With the general election just weeks away, Stephen Herring considers the future of taxation policy
Now the general election campaign has started in earnest, I thought it would be interesting to speculate what might be the outcome if taxation policy were to be taken beyond the current political soundbites.
Would it be possible for a reasonable consensus to be reached on tax policy if there is not a conclusive political outcome in the May election? Tax policy is, of course, embedded within the core of the value judgements made by political parties, so any form of consensus might seem to be remote.
Although the political pollsters all appear to be predicting some form of coalition or minority government emerging after the general election, few are predicting the least likely outcome of some form of grand coalition between the Conservative and Labour parties such as the coalition which currently holds office in Germany between the Christian Democrat Union / Christian Social Union and the Social Democratic Party .
In even as unlikely (but not impossible) election outcome such as this, it would still be necessary to introduce a budget and enact a finance bill. This will require compromises on tax policies to be reached between the government parties. From a tax policy perspective, this would be more difficult to achieve than has been the case for the two parties in the current coalition government. However, it ought not to be impossible as the UK seeks to eliminate its annual fiscal deficit while maintaining acceptable taxation and public spending policies.

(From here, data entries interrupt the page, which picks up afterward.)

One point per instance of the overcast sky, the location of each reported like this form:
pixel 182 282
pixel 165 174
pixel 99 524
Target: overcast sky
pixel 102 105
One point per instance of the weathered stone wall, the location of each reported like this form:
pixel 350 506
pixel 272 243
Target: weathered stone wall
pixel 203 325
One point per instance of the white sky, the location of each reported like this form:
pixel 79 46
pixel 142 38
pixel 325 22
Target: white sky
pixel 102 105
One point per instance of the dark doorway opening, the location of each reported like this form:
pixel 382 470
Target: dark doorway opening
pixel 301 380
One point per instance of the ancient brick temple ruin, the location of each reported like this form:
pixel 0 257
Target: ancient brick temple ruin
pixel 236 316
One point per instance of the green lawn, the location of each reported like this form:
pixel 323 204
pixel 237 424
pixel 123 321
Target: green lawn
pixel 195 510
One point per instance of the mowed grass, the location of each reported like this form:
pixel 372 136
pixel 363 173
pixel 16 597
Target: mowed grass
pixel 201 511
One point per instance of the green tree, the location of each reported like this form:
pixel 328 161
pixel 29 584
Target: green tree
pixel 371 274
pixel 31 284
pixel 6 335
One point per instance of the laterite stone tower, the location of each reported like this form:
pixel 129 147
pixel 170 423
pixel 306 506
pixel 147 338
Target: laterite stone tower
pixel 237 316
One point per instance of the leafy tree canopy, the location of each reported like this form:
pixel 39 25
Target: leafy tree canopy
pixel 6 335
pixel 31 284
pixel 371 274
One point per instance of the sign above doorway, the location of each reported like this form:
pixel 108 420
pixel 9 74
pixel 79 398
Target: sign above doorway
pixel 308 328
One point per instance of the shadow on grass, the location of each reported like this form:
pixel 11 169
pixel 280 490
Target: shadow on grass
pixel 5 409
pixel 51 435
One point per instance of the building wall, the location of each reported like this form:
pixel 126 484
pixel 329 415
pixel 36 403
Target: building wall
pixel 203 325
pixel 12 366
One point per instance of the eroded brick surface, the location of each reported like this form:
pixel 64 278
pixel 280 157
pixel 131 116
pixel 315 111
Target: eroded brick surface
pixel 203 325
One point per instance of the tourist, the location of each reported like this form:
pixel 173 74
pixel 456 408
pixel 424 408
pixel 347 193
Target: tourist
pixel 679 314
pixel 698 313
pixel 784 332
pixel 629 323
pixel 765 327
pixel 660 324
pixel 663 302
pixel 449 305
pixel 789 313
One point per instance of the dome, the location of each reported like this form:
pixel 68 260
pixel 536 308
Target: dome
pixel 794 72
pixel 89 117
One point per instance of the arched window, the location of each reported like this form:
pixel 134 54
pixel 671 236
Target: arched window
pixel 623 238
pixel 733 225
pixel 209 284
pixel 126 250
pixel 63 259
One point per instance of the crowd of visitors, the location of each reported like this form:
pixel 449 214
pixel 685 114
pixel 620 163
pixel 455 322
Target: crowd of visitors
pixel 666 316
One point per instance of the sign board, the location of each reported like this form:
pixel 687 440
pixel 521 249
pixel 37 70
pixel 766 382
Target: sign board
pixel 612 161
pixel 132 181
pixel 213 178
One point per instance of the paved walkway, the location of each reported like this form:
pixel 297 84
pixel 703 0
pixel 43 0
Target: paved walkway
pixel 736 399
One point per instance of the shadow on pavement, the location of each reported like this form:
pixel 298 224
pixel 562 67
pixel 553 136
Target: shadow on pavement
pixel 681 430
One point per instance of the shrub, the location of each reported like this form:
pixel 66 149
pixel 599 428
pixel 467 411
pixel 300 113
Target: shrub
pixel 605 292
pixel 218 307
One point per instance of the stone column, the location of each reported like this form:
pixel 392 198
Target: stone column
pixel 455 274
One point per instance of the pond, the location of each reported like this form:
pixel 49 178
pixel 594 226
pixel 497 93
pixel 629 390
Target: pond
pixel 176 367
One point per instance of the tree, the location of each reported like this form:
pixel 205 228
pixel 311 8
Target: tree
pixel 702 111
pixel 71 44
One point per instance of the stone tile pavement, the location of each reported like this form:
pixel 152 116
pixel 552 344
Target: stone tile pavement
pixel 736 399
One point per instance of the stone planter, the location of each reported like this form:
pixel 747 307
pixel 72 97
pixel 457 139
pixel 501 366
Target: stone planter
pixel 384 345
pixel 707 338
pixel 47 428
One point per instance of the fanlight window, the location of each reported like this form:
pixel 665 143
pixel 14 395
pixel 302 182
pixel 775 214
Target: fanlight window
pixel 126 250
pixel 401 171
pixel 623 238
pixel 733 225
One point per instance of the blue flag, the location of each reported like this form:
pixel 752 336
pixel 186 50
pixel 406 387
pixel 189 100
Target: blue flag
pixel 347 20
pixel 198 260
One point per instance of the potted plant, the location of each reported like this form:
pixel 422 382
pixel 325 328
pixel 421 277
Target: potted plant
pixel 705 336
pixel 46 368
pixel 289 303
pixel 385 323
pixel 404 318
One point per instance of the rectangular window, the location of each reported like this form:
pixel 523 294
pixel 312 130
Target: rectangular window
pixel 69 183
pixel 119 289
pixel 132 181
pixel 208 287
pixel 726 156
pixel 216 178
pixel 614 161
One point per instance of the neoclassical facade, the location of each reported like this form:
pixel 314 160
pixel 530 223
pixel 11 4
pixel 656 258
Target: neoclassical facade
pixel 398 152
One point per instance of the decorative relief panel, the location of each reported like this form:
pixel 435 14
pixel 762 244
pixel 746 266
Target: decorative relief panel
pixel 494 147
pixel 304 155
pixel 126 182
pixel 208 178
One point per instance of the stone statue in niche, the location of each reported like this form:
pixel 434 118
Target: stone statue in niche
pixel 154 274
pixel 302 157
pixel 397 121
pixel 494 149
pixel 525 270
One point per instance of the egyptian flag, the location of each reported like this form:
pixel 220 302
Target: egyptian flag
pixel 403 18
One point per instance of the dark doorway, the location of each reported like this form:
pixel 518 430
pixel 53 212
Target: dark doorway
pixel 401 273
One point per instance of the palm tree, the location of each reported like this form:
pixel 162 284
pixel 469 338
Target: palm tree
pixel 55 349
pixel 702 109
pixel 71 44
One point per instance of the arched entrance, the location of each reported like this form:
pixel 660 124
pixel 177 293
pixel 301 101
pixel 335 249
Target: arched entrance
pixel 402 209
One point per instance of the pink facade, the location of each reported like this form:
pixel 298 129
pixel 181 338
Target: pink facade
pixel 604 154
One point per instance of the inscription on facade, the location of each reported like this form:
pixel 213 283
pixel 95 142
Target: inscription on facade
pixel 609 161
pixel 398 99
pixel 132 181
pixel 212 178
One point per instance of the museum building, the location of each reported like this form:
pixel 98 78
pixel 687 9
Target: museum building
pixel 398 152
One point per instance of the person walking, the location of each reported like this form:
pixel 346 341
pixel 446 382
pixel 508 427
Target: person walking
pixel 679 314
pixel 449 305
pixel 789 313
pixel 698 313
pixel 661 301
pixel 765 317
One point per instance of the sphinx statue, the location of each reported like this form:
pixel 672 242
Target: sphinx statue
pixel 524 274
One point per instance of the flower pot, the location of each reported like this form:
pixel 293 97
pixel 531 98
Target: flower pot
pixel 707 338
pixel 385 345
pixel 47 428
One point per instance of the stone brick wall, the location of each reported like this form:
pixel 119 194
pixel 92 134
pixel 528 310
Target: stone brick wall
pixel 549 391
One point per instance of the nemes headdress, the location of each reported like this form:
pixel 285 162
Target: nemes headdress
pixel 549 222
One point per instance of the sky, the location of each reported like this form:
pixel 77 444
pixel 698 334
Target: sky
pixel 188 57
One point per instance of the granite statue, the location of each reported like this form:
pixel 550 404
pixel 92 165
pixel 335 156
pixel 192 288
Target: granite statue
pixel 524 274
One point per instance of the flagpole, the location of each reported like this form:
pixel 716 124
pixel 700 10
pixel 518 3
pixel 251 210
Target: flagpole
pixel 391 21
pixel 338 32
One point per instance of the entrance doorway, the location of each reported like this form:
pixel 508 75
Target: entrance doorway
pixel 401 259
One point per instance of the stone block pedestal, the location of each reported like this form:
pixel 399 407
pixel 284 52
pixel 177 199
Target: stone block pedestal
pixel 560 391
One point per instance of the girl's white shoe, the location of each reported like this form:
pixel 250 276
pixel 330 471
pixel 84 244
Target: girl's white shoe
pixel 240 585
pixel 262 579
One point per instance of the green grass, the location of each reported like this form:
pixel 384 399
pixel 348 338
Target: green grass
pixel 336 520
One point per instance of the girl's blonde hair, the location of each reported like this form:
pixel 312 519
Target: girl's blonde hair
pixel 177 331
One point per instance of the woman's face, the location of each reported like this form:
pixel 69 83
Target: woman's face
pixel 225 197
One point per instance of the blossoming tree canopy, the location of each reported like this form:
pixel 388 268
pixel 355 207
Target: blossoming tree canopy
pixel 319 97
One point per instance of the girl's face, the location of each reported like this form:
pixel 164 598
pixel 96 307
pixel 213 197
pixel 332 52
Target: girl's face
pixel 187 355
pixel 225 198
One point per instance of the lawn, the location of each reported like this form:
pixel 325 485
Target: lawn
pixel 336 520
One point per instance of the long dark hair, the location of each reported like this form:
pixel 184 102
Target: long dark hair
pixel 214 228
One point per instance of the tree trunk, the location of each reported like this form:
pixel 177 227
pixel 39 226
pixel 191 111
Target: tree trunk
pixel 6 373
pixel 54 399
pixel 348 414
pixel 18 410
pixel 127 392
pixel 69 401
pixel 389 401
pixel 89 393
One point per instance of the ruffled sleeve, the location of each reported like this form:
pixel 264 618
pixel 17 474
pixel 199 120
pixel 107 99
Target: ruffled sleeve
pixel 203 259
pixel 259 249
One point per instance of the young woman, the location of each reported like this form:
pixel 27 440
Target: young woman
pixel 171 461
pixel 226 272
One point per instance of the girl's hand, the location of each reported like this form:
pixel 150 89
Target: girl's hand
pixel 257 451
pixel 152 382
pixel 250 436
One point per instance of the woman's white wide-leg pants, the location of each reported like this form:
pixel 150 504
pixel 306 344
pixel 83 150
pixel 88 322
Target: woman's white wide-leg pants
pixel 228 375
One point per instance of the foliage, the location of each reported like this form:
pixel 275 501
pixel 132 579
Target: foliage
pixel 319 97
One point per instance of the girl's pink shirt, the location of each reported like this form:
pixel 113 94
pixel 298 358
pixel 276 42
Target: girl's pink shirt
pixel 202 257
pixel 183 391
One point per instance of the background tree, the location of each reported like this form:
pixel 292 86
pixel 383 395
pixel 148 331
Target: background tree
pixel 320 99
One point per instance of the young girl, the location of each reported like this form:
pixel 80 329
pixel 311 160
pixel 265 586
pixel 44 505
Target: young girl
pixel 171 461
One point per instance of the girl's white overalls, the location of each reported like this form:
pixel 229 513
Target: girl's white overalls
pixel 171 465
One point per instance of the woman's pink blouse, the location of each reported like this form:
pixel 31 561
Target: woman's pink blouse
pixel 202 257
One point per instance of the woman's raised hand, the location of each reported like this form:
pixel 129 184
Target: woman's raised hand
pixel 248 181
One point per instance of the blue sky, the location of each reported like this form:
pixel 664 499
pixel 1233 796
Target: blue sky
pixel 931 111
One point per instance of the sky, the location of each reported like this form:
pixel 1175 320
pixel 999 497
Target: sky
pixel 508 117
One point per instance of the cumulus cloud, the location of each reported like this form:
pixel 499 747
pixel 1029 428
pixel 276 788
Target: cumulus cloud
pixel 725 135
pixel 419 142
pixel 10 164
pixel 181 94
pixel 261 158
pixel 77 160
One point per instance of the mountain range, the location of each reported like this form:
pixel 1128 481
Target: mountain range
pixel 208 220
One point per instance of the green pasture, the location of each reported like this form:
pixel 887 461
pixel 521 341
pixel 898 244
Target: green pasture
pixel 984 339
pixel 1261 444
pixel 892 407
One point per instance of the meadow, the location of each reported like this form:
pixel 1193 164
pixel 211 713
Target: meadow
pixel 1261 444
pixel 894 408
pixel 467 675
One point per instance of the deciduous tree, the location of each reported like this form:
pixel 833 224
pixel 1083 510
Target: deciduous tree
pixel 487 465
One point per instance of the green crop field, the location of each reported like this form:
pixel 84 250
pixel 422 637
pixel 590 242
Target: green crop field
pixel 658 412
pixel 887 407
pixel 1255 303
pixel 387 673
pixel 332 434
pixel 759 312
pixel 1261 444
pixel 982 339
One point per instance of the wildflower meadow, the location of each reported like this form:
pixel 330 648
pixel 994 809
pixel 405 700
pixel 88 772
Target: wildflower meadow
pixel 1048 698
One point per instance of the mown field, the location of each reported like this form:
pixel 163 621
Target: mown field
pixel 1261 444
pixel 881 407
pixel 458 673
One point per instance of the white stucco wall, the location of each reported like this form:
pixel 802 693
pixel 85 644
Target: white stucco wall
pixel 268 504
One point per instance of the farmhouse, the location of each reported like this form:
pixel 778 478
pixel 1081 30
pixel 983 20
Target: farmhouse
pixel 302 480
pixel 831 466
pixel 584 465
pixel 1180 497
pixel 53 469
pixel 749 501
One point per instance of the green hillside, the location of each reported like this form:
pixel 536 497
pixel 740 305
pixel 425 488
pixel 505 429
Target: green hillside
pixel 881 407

To reach a compromise on tax policy would require both the Conservatives and Labour parties to secure agreement to some measures they would like to enact but also to abandon some policies which are not acceptable to its coalition partner. I have suggested below a package of measures below which, I am entirely certain, neither the Conservative or Labour parties would want individually but might be acceptable as a package for the price of being part of the government in challenging fiscal times:
- The income tax personal allowance and all income tax bands to be ‘triple-locked’ (as is already the case for the single-tier state pension) to the highest of consumer price inflation, earnings and 2.5 per cent per annum
- The threshold for the additional rate of income tax to be increased from £150,000 to £500,000 but the rate to be increased by 5 per cent to 50 per cent
- The clawback of the income tax personal allowance for those earning over £100,000 to be removed
- The clawback of the child benefit through income tax for those earning over £50,000 to be removed
- Relief for pension contributions to be fixed for all taxpayers at an effective rate of 25 per cent with the existing annual and lifetime caps fixed for the next parliament
- An occasion of charge to capital gains tax at a rate of 10 per cent to be introduced at death on the difference between the probate value and the deceased’s acquisition cost
- As a quid pro quo for the introduction of a capital gains tax liability upon death alongside the existing capital gains tax liability for lifetime gains realised, inheritance tax to be abolished
- A mansion tax at one per cent to be introduced but at a fixed one per cent rate on residential property portfolios to the extent to which they exceed £5m in aggregate
- Diverted profits tax (DPT) to be postponed until, say, 2017/18 when the outcomes from the OECD/G20’s base erosion and profit shifting (Beps) initiative become clear
- Corporation tax to be fixed at a rate of 20 per cent for the next parliament
- The cap for the annual investment allowances (AIAs) to be increased to, but fixed at, £1m for the next parliament
- The introduction in the UK of the successful ‘S-Corporation’ elective regime (which treats company profits as assessable upon the shareholders) which has been available to US owner-managed companies for over 40 years
Of the above package, only the ‘triple locking’ of tax bands, the postponement of DPT, the AIA increase, the merger of IHT into CGT and the introduction of S-Corporation legislation represent tax policies for which the IoD has lobbied but an incoming grand coalition government would need to secure a consensus on tax policy which satisfies a sufficient number of its tax priorities.
Unfortunately, not all of these measures would be the business-friendly tax reforms which we would support but at least most would result in overdue simplification of the UK’s increasingly complex tax code.